Tz. 466

Obgleich Rückstellungen laufend zu buchen sind, ist es für Zwecke der Abschlusserstellung in der Regel ausreichend, die Rückstellungen zum jeweiligen Stichtag zu erfassen.[497] Eine eigentlich fortlaufend unterjährig zu erfassende, aber dennoch i. d. R. zum Stichtag erfasste Rückstellung stellt die Gewährleistungsrückstellung dar.

 

BEISPIEL

Die U-AG stellt Schiffe unterschiedlicher Art (Privatjachten, Containerschiffe usw.) her. Für die verkauften Schiffe setzt U einen geschätzten Prozentsatz vom insgesamt erzielten Kaufpreis (500 Mio. EUR) als Gewährleistungsrückstellung an, da erfahrungsgemäß ein gewisser Prozentsatz der Schiffe zu Gewährleistungen führt. Entsprechend wird zum Bilanzstichtag in 01 eine Rückstellung für die verkauften zehn Schiffe i. H. v. 25 Mio. EUR in den Jahresabschluss aufgenommen:

 
Aufwand aus Gewährleistung an Gewährleistungsrückstellung 25 Mio. EUR
 

Tz. 467

Nach § 249 Abs. 2 Satz 2 HGB darf eine Rückstellung nur aufgelöst werden, wenn der Grund entfallen ist, der zu ihrer Bildung geführt hatte. Andererseits besteht bei Wegfall des Grundes auch das Gebot zur Auflösung.[498] Eine Ausbuchung bereits gebildeter Rückstellungen erfolgt entweder durch Auflösung oder Inanspruchnahme. Inanspruchnahmen sind erfolgsneutral abzubilden, während Auflösungen regelmäßig erfolgswirksam im Rahmen der gewöhnlichen Geschäftstätigkeit im operativen Ergebnis zu zeigen sind.[499] Die Ausbuchung hat zu erfolgen, sobald sich die der Rückstellungsbildung zugrunde liegende Verpflichtung hinreichend konkretisiert hat, so dass z. B. der Umfang der Verpflichtung, für welche die Rückstellung zuvor gebildet wurde, mit Sicherheit bestimmt werden kann.

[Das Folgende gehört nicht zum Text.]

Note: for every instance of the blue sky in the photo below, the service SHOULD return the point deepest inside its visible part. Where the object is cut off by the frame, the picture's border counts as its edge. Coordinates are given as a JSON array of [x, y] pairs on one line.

Teilweise Auflösungen von Rückstellungen sind zu berücksichtigen, soweit die gebildete Rückstellung den Betrag der ihr zugrunde liegenden, zwischenzeitlich konkretisierten Verpflichtung lediglich der Höhe nach überschreitet.[500]

 

BEISPIEL

Im Jahr 02 werden von Kunden der U-AG Teile der Gewährleistungsrückstellungen (i. H. v. 240.000 EUR) in Anspruch genommen. Der Gewährleistungsverpflichtung wird in 02 jedoch nur zu einem Drittel nachgekommen. Der andere Teil wird in 03 erbracht. Die restlichen, nicht in Anspruch genommenen Rückstellungen für Gewährleistungsverpflichtungen werden nach Ablauf der Gewährleistungsfrist in 05 ausgebucht:

 
Bilanzierung in 02:
Rückstellung aus Gewährleistung 240.000 EUR an Verbindlichkeit 160.000 EUR
    an Aufwand 80.000 EUR
Bilanzierung in 03:
Verbindlichkeit 160.000 EUR an Aufwand 160.000 EUR
Bilanzierung in 05:
Rückstellung aus Gewährleistung 760.000 EUR an Ertrag 760.000 EUR
 

Tz. 468

Rückstellungen für Rechtstreitigkeiten sind aufzulösen, wenn die Klage abgewiesen wurde. Bei möglicher Revision der Klage ist eine Auflösung der Rückstellung für Rechtstreitigkeiten nicht sachgerecht. Ein Verzicht auf Revision nach dem Bilanzstichtag stellt keinen Grund für die Auflösung einer Rückstellung dar, weil damit ein wertbegründendes Ereignis verbunden ist.[501]

 
Praxis-Beispiel

Beispiel 

Die Y-GmbH wird wegen eines Umweltdelikts angezeigt, da sie belastetes Abwasser in den nahegelegenen Fluss eingeleitet haben soll. Der erwartete Schadensersatz gegenüber der Gemeinde wurde von der Y-GmbH zum Bilanzstichtag 01 am 31.12. auf 5 Mio. EUR geschätzt.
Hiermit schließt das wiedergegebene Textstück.